Maternal Obesity Programs Intestinal Stem Cells and Epithelial Composition in Offspring, Driving Long-term Colorectal Cancer Susceptibility

Maternal obesity has been epidemiologically linked to an increased risk of sporadic colorectal cancer (CRC) in offspring, the third most prevalent cancer globally. This correlation underscores the profound influence of early-life exposures on long-term health and disease susceptibility. Intestinal stem cells (ISCs), the long-lived cells in the colon that often serve as the origin of intestinal cancers, are believed to play a crucial role in mediating this increased cancer risk. However, the effects of a maternal obesogenic environment on developing and maturing ISCs remain poorly understood. Using mouse models of diet-induced obesity, we show that offspring exposed to a maternal high-fat diet (HFD) during pre- and postnatal development exhibit increased colonic proliferation, enhanced stem cell self-renewal, and a hypermetabolic state that persists into adulthood, even after dietary normalization. Alongside changes in stem cell properties, we observed a significant shift in epithelial cell composition, characterized by an increase in cells of secretory lineage at the expense of absorptive enterocytes, and these changes endure into adult life. Additionally, these changes were accompanied by an increased tumour burden in the loss of heterozygosity model. Our data indicate that the IL-17 cytokine pathway is critical in mediating these changes.

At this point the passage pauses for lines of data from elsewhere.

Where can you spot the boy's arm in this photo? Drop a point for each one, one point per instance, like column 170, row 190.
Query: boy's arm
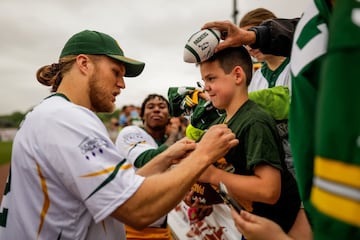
column 264, row 186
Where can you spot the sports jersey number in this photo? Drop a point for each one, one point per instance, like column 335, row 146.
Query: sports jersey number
column 3, row 214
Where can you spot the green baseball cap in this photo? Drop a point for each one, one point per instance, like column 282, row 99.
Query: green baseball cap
column 97, row 43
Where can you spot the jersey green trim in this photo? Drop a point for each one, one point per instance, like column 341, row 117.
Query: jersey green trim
column 272, row 76
column 60, row 95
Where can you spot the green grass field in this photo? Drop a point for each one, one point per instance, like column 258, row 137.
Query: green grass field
column 5, row 152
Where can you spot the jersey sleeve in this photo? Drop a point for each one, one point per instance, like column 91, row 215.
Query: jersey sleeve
column 132, row 141
column 82, row 155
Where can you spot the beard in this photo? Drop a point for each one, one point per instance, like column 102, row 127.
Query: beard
column 100, row 99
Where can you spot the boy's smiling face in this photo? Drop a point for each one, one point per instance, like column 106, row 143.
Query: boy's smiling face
column 220, row 86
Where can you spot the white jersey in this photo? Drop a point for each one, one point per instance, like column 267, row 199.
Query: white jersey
column 281, row 76
column 66, row 177
column 133, row 141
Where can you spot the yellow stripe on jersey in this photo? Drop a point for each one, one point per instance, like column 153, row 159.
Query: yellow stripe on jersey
column 334, row 171
column 338, row 207
column 46, row 203
column 336, row 190
column 107, row 170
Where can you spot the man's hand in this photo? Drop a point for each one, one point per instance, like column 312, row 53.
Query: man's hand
column 179, row 150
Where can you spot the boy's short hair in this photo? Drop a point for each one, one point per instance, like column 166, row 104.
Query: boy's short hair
column 232, row 57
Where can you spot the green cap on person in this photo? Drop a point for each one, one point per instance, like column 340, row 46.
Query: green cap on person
column 97, row 43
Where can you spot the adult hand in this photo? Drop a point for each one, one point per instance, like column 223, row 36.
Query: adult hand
column 232, row 35
column 254, row 227
column 208, row 173
column 179, row 150
column 216, row 142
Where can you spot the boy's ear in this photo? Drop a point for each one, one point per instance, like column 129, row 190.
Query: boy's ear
column 239, row 74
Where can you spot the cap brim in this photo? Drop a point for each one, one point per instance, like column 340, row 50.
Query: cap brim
column 133, row 67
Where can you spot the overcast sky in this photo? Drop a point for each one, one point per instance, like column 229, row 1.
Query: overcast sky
column 154, row 31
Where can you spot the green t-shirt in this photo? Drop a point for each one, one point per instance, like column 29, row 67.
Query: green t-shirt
column 259, row 143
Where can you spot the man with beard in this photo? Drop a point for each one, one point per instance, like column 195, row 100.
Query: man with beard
column 67, row 179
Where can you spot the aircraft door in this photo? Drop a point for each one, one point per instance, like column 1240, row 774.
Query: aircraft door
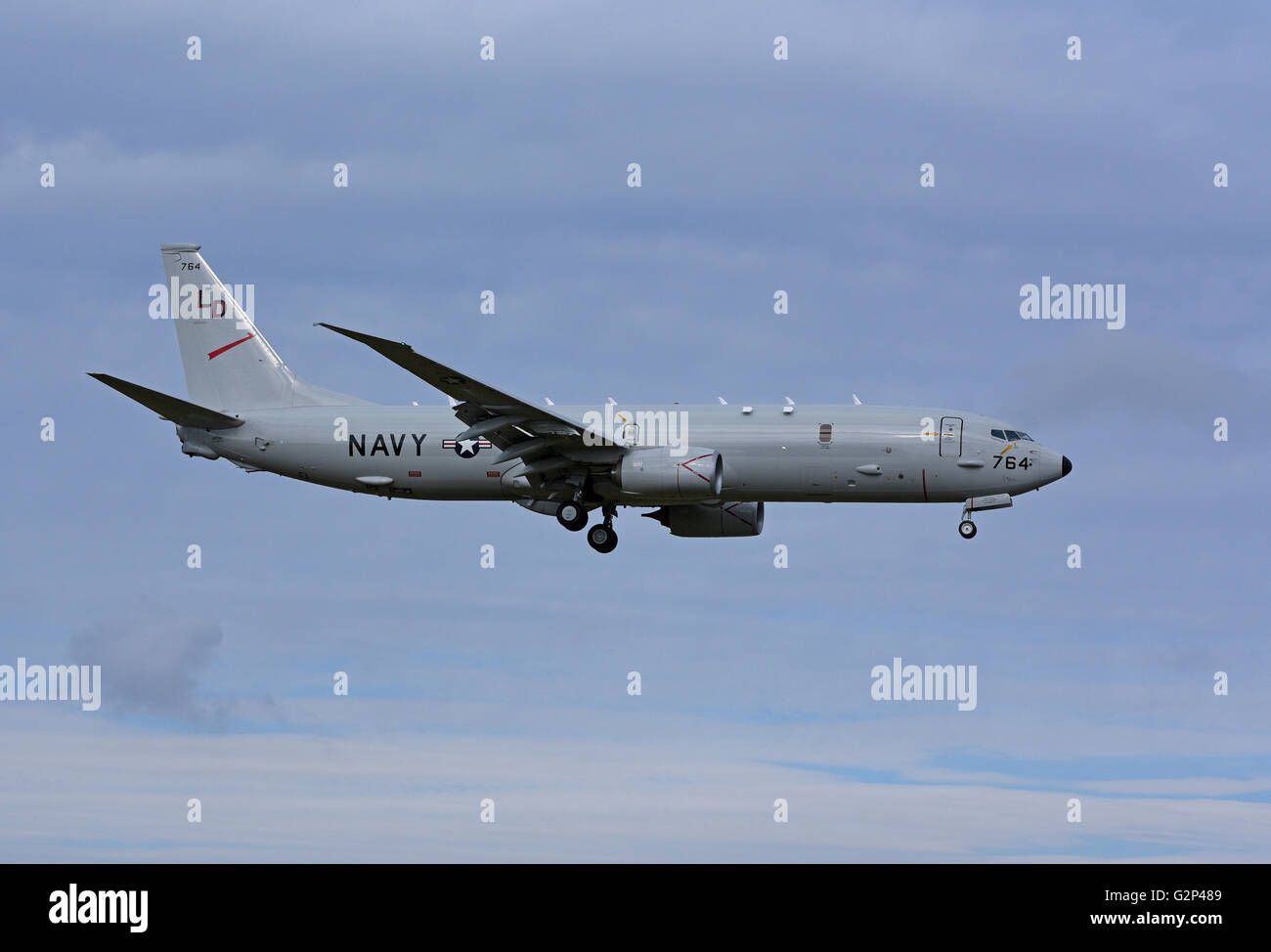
column 951, row 436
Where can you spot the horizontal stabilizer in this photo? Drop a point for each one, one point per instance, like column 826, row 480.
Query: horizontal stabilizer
column 179, row 411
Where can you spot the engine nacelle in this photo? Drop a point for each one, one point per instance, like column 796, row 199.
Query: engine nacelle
column 656, row 474
column 725, row 520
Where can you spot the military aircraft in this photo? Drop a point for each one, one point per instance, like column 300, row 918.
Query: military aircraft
column 704, row 470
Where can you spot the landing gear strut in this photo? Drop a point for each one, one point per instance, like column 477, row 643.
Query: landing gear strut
column 966, row 528
column 572, row 515
column 601, row 537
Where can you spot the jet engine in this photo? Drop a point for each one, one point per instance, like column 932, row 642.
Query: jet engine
column 656, row 473
column 723, row 520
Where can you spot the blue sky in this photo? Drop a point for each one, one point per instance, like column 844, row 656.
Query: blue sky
column 509, row 682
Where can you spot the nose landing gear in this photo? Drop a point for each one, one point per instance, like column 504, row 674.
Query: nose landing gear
column 979, row 503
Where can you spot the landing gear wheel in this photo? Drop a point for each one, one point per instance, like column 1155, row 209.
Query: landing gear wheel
column 572, row 515
column 602, row 538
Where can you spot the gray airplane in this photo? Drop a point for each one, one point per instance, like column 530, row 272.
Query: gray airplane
column 703, row 470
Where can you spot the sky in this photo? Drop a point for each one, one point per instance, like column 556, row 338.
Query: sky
column 509, row 684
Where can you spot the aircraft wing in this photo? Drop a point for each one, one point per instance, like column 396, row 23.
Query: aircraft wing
column 543, row 439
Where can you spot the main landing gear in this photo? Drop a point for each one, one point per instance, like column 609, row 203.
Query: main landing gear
column 601, row 537
column 572, row 515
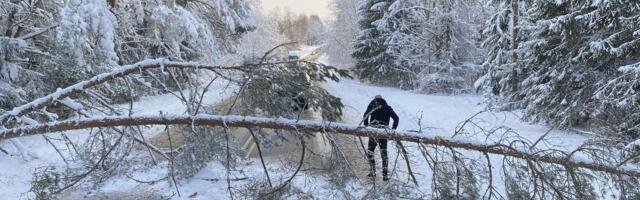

Specifically, receptor IL-17RA/C expression is significantly upregulated in ISCs and secretory cells in maternal HFD-exposed offspring. Administration of IL-17a to intestinal organoids leads to enhanced stem cell numbers and regeneration, increased differentiation into secretory cell types and reduced absorptive cell markers, thereby mimicking the maternal obesogenic phenotype and strongly indicating that immune-epithelial interaction influences ISC function and may be a driver of durable molecular patterning. These findings emphasize the long-term consequences of maternal HFD exposure on intestinal stem cell activity and epithelial composition, and possibly contribute to a higher risk of CRC in offspring later in life.